All of our plaintiffs came to the U.S. seeking refuge. They presented themselves to immigration officers, passed screenings, and were found to have credible asylum claims. Then the government locked them up in immigration jails across the country. Immigration and Customs Enforcement subsequently denied their applications for “humanitarian parole,” or release from detention, despite each asylum seeker presenting evidence that they are not flight risks or dangers to the community.
Federal Judge James E. Boasberg found that by categorically denying our plaintiffs’ requests for release, ICE had failed to follow basic principles of government accountability:
This Opinion does no more than hold the Government accountable to its own policy, which recently has been honored more in the breach than the observance. Having extended the safeguards of the Parole Directive to asylum-seekers, ICE must now ensure that such protections are realized.
Our lawsuit names five ICE field offices that just five years ago were granting parole at rates of over 90 percent. Now the government’s own statistics show that these same field offices are denying parole at rates of over 90 percent, resulting in the mass detention of nearly a thousand asylum seekers across the country.

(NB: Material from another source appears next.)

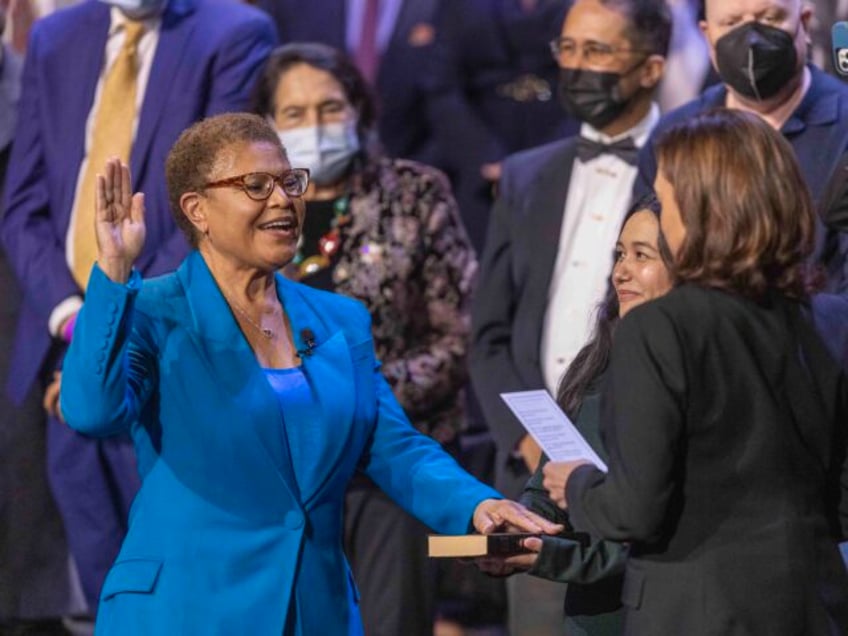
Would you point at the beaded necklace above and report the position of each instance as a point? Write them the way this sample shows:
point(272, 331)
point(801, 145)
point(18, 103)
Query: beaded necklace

The judge stated that the statistics were “irrefutable” and “troubling” evidence that detention in the five field offices “has become the default option.”
Federal agencies have the fundamental obligation to follow the rules they set forth for themselves. The court ordered ICE to give our class members a case-by-case review of their requests for release. Instead of just rejecting those requests out of hand, ICE must now follow its own policies and give each one a meaningful look.
It’s a potentially life-changing second chance for people like Ansly Damus, the lead plaintiff in our lawsuit. An ethics teacher from Haiti, Mr. Damus feared for his life after being brutally attacked and targeted by gangs after speaking out against corruption by a local official. He fled to the United States, where he presented himself to immigration officers and sought asylum.
An immigration judge has actually granted him asylum — not once, but twice — but the government appealed in both instances. He has not committed any crimes and has shown ICE that he had a safe place to live while his case gets resolved. Despite that, Mr. Damus has now been locked up in prison-like conditions for more than a year and a half.
The arbitrary and blanket imprisonment of people like Mr. Damus is just one facet of the Trump administration’s larger strategy of deterring people from seeking refuge in the United States. Other brutal tactics include separating thousands of children from parents who come to our borders fleeing violence, making plans to detain kids in tent cities, and zealously targeting parents for criminal prosecution over the misdemeanor offense of crossing the border between ports of entry. The president himself has taken to Twitter to attack the very principle of due process itself, saying that, “We cannot allow all of these people to invade our Country. When somebody comes in, we must immediately, with no Judges or Court Cases, bring them back from where they came.”
The president may very well believe that he can attack the constitutional rights of immigrants and criminalize asylum seekers in any manner he pleases, but he is mistaken. The courts will continue to hold him to account.
For as Judge Boasberg concluded, “To mandate that ICE provide these baseline procedures to those entering our country — individuals who have often fled violence and persecution to seek safety on our shores — is no great judicial leap.”